In the case of using the values of indices \(i \in E\) of data frames to figure out the value of the value at index \(c\), one can see the data frames after being projected to frames only with the values of indices \(i \in E \cup \{c\}\) as points in \(T = S_{o(E\cup \{c\})}\).

These points can, then, be used to form a mesh surface in the space \(T\). As a new data frame becomes available, the point of the new data frame (missing the value of index \(c\)) is placed on the mesh based on the values at indices \(i \in E\), and the mesh surface helps project the value of the missing dimension corresponding to index \(c\) in a data frame.

This approach is prone to over fitting the raw data. Any noise in the data set will affect the projection.

5 How to smooth out the raw mesh

The problem is any “smooth” function has an assumption of what the surface should look like. Otherwise, error cannot be calculated, and if error cannot be calculated, then there can be no method to minimize the error due to noise.

6 Successive diminishing effect linear approximation

This method can be summarized as follows:

find the closest 3 data frames that “surrounds” the new data frame
assume the surface is linear and compute the codomain value of the new data frame
find the next 3 closest data frames that surrounds the new data frame
assume the surface is linear and compute the codomain value of the new data frame
etc.

The approach extends the search radius up to a certain point. Then a weighted sum of the projected codomain values is computed as the projected codomain value of a new data frame. The weighing function probably needs to rely on the actual distances of the data frames used to surround the new data frame.

Technically, the three closest data frames do not need to enclose the new data frame because once a plane is formed, linear extrapolation will find the codomain value of the new data frame.

7 Irrelevant values

It is possible that some values in a data frame do not influence the codomain value. It is important to identify these data frame dimensions.

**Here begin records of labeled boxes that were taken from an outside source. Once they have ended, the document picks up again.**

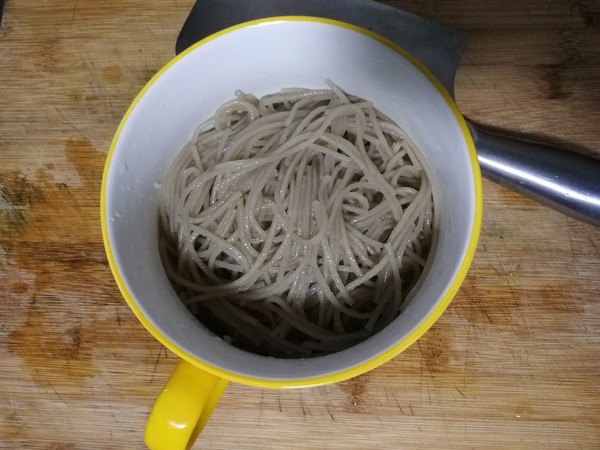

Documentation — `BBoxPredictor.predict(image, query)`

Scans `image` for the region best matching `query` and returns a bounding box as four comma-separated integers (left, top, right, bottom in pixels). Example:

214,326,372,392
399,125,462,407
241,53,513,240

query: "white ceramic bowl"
102,18,481,387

One method to do identify relevance of a dimension is to remove it and see if a data set still retains its ability to accurately compute codomain values.

In the worst case, the power set of all attributes can be used to explore what attributes are useful.

8 Correlation

Correlation is looking at a subset of the attributes as the domain, and try to find the function/model to map points from this domain to another attribute.

In a way, the codomain attribute can be seen as just one of the attributes.